Referring now to FIG. 1 showing a prior art flexographic printer, 10, adapted to embed data in solid image features 90 by modifying the surface of the flexographic plate 70. Ink reservoir 20 is filled with ink against an anilox roller 40 containing an anilox patterned surface 50. Doctor blade 30 skives the ink so that it is primarily filling the anilox patterned surface 50. Filled anilox roll 40 rotates to make contact to the plate roller 60 containing a flexographic printing plate 70 with a raised relief printing surface 80. Raised relief printing surface 80 is previously formed with an image to be printed. Image to be printed contains solid image features 90. Data to be embedded 87 is embedded in the solid features 90 by modifying the surface of the flexographic plate 70 as disclosed by copending commonly-assigned U.S. patent application Ser.

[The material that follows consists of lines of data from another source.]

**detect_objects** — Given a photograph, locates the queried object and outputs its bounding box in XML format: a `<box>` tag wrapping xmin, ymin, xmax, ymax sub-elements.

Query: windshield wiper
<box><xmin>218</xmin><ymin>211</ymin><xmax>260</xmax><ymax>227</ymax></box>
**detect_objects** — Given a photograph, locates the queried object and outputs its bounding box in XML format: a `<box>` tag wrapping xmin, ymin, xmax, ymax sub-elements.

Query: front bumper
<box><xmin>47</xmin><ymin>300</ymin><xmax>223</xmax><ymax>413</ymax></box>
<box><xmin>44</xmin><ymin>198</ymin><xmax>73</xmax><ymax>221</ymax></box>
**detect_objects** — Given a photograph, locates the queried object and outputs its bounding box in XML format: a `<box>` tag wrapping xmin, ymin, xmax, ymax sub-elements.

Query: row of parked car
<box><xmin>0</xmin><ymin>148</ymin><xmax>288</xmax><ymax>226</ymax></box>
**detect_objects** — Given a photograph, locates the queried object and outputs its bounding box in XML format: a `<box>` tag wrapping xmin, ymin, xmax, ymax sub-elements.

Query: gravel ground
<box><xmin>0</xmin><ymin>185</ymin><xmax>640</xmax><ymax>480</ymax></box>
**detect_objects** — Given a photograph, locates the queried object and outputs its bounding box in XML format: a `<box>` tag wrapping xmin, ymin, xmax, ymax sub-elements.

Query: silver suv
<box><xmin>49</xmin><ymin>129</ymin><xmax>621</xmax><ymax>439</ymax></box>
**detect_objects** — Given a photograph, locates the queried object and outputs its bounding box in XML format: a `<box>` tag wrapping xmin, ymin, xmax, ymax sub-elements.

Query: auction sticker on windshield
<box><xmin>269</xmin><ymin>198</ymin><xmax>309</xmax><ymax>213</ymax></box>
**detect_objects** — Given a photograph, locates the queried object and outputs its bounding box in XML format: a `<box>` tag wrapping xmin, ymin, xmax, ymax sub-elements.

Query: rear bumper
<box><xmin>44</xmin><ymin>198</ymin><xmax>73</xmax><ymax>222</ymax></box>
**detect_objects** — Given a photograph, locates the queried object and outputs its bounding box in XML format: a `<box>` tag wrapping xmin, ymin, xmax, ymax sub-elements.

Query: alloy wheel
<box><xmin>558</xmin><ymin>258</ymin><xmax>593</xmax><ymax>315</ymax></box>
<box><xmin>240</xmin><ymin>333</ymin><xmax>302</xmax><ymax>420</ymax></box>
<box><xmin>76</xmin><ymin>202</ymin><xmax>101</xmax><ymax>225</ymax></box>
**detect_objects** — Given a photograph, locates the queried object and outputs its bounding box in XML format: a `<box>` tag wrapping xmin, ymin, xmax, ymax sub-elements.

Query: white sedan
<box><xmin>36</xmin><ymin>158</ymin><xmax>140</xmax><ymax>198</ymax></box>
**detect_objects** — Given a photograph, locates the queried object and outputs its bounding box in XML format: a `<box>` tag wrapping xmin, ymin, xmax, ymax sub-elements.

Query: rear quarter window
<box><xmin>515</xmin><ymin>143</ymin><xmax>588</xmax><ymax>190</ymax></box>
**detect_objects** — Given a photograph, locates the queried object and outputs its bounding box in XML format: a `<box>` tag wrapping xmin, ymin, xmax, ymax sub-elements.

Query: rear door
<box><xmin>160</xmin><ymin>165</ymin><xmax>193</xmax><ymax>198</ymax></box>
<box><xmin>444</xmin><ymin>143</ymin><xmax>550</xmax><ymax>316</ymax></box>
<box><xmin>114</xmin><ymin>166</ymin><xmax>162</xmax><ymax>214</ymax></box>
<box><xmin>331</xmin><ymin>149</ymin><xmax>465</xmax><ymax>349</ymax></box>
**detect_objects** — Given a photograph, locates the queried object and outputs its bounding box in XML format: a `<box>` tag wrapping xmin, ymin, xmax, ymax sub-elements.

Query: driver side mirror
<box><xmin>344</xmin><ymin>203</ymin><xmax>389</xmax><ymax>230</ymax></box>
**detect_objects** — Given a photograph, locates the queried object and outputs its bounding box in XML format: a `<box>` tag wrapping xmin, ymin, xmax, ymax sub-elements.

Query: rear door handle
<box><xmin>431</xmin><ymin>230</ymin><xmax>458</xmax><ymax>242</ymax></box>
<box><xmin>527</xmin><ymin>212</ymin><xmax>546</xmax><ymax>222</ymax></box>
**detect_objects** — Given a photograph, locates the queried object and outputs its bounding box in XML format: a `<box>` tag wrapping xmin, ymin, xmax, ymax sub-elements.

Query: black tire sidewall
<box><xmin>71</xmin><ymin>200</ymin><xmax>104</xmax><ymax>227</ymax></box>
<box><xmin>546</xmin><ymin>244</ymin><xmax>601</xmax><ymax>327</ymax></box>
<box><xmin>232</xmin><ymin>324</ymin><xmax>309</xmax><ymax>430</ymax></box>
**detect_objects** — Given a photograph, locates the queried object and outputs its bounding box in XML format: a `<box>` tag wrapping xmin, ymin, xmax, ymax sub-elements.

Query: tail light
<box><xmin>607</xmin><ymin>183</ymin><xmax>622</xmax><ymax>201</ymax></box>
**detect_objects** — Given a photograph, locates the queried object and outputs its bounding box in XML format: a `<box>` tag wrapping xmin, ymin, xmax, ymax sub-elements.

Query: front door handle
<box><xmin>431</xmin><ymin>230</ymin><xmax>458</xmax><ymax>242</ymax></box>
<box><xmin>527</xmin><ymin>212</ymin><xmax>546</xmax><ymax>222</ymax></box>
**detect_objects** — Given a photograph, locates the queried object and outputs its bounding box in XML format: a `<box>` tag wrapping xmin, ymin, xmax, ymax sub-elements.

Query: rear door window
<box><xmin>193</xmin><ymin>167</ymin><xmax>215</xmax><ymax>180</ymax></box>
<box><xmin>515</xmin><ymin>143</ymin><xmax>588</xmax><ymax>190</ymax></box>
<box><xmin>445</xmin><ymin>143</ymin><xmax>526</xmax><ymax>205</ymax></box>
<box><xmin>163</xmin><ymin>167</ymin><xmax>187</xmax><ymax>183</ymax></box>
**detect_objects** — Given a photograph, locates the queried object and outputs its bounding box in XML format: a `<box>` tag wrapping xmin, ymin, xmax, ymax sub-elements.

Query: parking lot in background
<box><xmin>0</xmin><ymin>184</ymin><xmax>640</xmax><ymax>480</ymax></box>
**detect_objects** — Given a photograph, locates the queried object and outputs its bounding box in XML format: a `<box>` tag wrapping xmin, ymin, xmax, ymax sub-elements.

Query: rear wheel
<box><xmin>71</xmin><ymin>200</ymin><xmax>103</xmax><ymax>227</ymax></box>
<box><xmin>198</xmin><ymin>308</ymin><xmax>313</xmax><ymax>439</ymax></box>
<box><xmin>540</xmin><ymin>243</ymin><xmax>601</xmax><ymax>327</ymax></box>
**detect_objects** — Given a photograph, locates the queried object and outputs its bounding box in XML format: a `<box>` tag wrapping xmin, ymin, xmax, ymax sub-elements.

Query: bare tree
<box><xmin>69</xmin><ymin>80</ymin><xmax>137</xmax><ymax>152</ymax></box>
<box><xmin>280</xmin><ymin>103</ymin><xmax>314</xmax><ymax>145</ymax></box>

Nos. 13/017,260; 13/017,300; and 13/185,846.

Plate roller 60 then rotates to the nip 100 position making contact with a receiver 105 engaged between the printing plate 70 and the impression roller 110. The image is transferred to the receiver 105 creating printed image 120 with embedded data 130.

Referring now to FIG. 2 which shows an embodiment of the present invention. FIG. 2 shows an offset gravure printer 210 with an ink reservoir 220 located against a gravure cylinder 240 with an engraved image surface 250. Doctor blade 230 skives the ink so that it is primarily filling the gravure patterned surface 250. Filled gravure cylinder 240 rotates to make contact to an offset roller 260 containing a solid rubber offset roller surface 270 thereby transferring the ink image from the engraved surface 250 to the offset roller 260. Engraved surface 250 contains image areas of substantially solid image features 290 of the image 285 to be printed. The gravure cylinder is a first offset printing member with the image 285. Note that gravure printing uses engraved cells of various depths to implement a tone scale in the printed image. For solid areas the maximum cell depth is used to deliver enough ink to substantially cover the local area of the print. For solid areas this is similar to the anilox pattern used to deliver ink to the flexographic printing plate. In the present invention a roughened area 280 is created on the offset roller 260 surface 270 corresponding to solid image features 290 to embed data. Offset roller 260 is a second offset printing member with a roughened surface.

Offset roller 260 then rotates to the nip 300 position making contact with a receiver 305 web engaged between the offset roller surface 270 and the impression roller 310. The ink image 285 is transferred to the receiver web 305 creating printed image 320 with embedded data 330.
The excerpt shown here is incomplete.